From CKLS Process to CIR-type and OU-type Processes: Using a Twice-differentiable Mapping and Generalized Girsanov's Theorem

TL;DR

This paper transforms a CKLS short-rate model into a CIR-type process using a twice-differentiable mapping and a generalized Girsanov theorem, enabling analysis of its properties and connections to OU processes.

Contribution

It introduces a novel transformation and measure change for CKLS models, correcting previous errors and establishing conditions for the resulting process to be well-defined and useful in finance.

Findings

The transformed process has a CIR-type diffusion with nonlinear drift.

Existence, uniqueness, and positivity of solutions are proven under specific parameters.

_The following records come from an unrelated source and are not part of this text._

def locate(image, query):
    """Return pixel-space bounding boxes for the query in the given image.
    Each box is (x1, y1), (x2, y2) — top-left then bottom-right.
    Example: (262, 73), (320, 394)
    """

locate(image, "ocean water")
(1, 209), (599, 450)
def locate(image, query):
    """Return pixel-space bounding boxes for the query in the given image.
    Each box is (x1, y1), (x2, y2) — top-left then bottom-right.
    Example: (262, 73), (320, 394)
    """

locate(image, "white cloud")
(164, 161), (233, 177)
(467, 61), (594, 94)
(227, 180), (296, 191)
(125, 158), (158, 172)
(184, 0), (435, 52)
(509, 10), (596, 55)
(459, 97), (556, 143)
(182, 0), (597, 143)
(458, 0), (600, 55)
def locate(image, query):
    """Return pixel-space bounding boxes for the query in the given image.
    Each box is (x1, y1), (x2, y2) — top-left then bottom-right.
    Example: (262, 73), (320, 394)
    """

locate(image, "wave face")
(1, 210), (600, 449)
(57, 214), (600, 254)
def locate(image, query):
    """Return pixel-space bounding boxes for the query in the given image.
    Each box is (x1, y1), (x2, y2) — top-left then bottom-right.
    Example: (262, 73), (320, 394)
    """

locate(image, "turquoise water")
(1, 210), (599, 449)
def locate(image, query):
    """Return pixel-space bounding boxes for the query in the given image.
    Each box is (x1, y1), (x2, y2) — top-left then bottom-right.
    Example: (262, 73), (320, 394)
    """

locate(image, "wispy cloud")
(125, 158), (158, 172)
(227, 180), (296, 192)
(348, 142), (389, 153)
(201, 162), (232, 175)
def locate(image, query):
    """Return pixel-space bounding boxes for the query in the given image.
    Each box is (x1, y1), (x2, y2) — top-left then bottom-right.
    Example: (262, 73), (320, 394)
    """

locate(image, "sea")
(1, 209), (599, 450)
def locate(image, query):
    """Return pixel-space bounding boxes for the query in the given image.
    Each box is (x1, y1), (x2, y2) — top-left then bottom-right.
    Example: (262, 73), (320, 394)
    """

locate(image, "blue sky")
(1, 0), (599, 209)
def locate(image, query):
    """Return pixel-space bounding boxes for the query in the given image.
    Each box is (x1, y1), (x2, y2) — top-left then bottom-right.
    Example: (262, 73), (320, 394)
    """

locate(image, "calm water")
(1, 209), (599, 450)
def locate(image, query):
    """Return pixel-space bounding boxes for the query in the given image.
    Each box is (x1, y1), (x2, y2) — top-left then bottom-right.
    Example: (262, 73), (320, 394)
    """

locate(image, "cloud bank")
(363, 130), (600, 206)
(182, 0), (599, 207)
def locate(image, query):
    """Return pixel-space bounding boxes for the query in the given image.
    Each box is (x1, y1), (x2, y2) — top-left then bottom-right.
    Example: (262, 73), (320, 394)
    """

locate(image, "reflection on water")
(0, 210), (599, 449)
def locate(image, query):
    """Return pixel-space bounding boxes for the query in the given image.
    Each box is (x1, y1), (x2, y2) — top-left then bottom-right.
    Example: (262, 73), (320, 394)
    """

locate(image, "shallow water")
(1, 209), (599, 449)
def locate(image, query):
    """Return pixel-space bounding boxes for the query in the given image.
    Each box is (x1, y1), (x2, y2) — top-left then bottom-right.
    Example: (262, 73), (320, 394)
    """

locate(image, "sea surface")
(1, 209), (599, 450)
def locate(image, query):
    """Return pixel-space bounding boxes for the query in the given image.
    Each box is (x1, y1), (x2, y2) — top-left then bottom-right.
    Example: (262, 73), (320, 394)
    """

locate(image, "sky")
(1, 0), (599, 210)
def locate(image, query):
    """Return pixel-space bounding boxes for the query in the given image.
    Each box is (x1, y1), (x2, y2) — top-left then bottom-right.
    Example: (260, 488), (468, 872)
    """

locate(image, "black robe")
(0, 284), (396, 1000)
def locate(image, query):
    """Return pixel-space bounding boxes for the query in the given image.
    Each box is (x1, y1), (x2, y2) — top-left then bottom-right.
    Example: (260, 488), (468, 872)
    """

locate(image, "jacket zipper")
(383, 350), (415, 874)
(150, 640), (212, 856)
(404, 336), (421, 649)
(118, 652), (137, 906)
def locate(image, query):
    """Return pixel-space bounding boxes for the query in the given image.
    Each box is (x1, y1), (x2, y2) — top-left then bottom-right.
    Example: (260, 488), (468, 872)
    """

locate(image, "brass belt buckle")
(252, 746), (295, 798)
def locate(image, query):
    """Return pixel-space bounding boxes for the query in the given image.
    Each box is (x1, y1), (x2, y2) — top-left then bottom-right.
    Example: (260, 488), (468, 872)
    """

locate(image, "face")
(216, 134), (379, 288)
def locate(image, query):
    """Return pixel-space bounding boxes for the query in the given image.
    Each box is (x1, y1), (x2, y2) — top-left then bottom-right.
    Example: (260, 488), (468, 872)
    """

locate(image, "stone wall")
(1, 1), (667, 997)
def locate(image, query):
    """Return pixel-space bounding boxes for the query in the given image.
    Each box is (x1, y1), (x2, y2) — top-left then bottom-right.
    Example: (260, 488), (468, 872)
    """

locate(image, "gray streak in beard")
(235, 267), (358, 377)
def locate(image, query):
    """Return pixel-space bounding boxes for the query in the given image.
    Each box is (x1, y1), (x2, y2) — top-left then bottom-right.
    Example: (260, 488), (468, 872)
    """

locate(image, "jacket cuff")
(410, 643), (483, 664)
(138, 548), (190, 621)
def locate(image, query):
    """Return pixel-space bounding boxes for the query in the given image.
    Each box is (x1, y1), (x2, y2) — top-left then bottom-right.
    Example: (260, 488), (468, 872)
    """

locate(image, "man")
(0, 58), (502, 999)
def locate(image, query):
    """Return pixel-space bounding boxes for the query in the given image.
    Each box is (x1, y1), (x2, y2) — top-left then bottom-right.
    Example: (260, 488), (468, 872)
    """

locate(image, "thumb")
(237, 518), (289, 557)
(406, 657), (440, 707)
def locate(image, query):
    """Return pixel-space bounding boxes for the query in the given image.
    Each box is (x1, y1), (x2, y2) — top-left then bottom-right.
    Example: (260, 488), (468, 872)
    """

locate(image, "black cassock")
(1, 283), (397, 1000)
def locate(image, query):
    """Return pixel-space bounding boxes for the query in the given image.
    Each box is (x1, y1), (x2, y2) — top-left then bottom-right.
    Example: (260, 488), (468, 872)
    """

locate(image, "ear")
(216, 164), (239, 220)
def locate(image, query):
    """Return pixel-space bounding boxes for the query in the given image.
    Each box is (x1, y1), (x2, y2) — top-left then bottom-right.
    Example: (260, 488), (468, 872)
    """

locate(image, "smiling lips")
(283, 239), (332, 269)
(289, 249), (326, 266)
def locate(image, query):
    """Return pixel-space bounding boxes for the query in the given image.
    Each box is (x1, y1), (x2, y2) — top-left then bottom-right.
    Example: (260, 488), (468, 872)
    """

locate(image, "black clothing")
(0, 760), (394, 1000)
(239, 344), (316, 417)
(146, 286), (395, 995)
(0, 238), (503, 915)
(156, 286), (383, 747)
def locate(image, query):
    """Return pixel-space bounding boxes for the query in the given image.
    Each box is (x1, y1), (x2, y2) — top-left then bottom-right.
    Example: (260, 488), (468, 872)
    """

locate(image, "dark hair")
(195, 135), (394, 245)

The Radon-Nikodym derivative is shown to be a true martingale using boundary classification.

Abstract

We study a twice-differentiable transformation applied to a CKLS-type short-rate model with linear drift and power-type diffusion. The transformation yields a new process whose diffusion component has a square-root structure and whose drift becomes nonlinear. A critical reassessment of earlier studies using similar transformations reveals fundamental errors in model specification and derivations. To address this, we introduce a generalized Girsanov change of measure that adjusts the drift of the transformed process. Under the resulting equivalent measure, the dynamics reduce to the classical Cox-Ingersoll-Ross (CIR) model. Using the Yamada-Watanabe-Engelbert theorem, we establish existence, uniqueness, and positivity of solutions, and show that the combined transformation and measure change is valid only under specific parameter restrictions, including those most relevant for financial applications. The CIR representation allows us to exploit known results on stationary distributions, moments, and boundary behavior. Under an additional coefficient relationship, the process can be further linked to an Ornstein-Uhlenbeck framework, yielding explicit distributional properties under the equivalent measure. Finally, since standard martingale conditions are not applicable, we prove directly that the associated Radon-Nikodym derivative is a true martingale by invoking a recent criterion based on Feller's explosion test and boundary classification.